Escopo da jogabilidade de Age of Empires
- Vários argumentam que AoE2 é fundamentalmente “pré-império”: você começa como um pequeno assentamento e se torna dominante; a maioria das partidas competitivas termina antes da “Idade Imperial” e nunca se assemelha a um grande império.
- Outros observam que mecânicas de fim de jogo (comércio, alianças, extração de recursos) e estratégias emergentes no multiplayer (intimidar jogadores mais fracos para obter tributo) têm algo de imperial, mesmo que não sejam modeladas em profundidade.
Abstração, diversão vs. precisão histórica
- Alguns veem AoE como uma abstração deliberada: limites populacionais pequenos, ausência de estações, combate simplificado e cultura mínima para priorizar a jogabilidade rápida de RTS.
- Críticos da formulação do artigo dizem que ele interpreta demais as mecânicas do jogo (por exemplo, “conversão” religiosa) e que diversão e equilíbrio, com razão, se sobrepõem à nuance histórica.
- Defensores respondem que jogos são produtos culturais; usar AoE para explorar equívocos comuns sobre impérios é legítimo, mesmo sem exigir precisão estrita.
Definição de império e diversidade
- Muitos acharam clarificadora a definição de “império” centrada em extração, com núcleo e periferia, em contraste com a ideia simplista de “grande reino”.

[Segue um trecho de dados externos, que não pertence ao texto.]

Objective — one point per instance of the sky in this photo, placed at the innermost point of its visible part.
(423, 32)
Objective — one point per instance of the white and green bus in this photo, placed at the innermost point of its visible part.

- A discussão gira em torno de como os impérios reais dependem da diversidade e de povos súditos integrados para obter mão de obra, habilidades e força militar.
- Alguns fazem ressalvas de que grandes impérios (romano, britânico, espanhol) também buscavam assimilação, e não apenas uma extração multiétnica frouxa.
Raça, romanos e representação
- Há debate sobre o quão “diversa” Roma e outros centros imperiais realmente eram: um lado destaca exércitos e cidades multiculturais e multirraciais; outros dizem que essa diversidade era rara e hoje é superenfatizada.
- Discordância específica sobre evidências de africanos negros na Britânia romana e sobre o quanto os dados demográficos sustentam números não triviais.
- Um desvio conecta controvérsias modernas de elenco e alegações de que “romanos não eram negros” a esses equívocos mais amplos.
Mecânicas de jogo para império, subjugação, vassalos
- Vários observam que estilos de jogo de aniquilação são em parte convenções sociais; em princípio, jogadores poderiam impor vassalagem ou tributo em vez de destruição total.
- Exemplos de outros jogos (Civilization, Master of Orion, Europa Universalis, Rise of Nations) mostram mecânicas mais explícitas para subjugação, vassalos e assimilação cultural.
- Alguns argumentam que ser vassalo de outro jogador costuma não ser divertido, o que desencoraja relações duradouras “ao estilo império” no multiplayer.
Reações ao tom e à profundidade do artigo
- As reações variam de “pedantismo interessante e prazeroso” a críticas de que a contestação a AoE é forçada ou combativa.
- Os defensores enfatizam a missão do blog: usar a cultura pop como gancho para ensinar conceitos históricos mais profundos.
- Os detratores acham que o foco deveria ter sido enquadrado mais como “nome impróprio” e menos como uma crítica ao jogo.
Popularidade e evolução da franquia AoE
- Vários comentários destacam a popularidade duradoura de AoE2, sua cena competitiva ativa e jogadores de topo com longa trajetória, enquanto AoE4 é visto por البعض como um RTS relacionado, mas significativamente diferente.
- Observa-se que edições modernas rodam em Linux e macOS, e que algumas famílias permanecem fortemente envolvidas com AoE por gerações.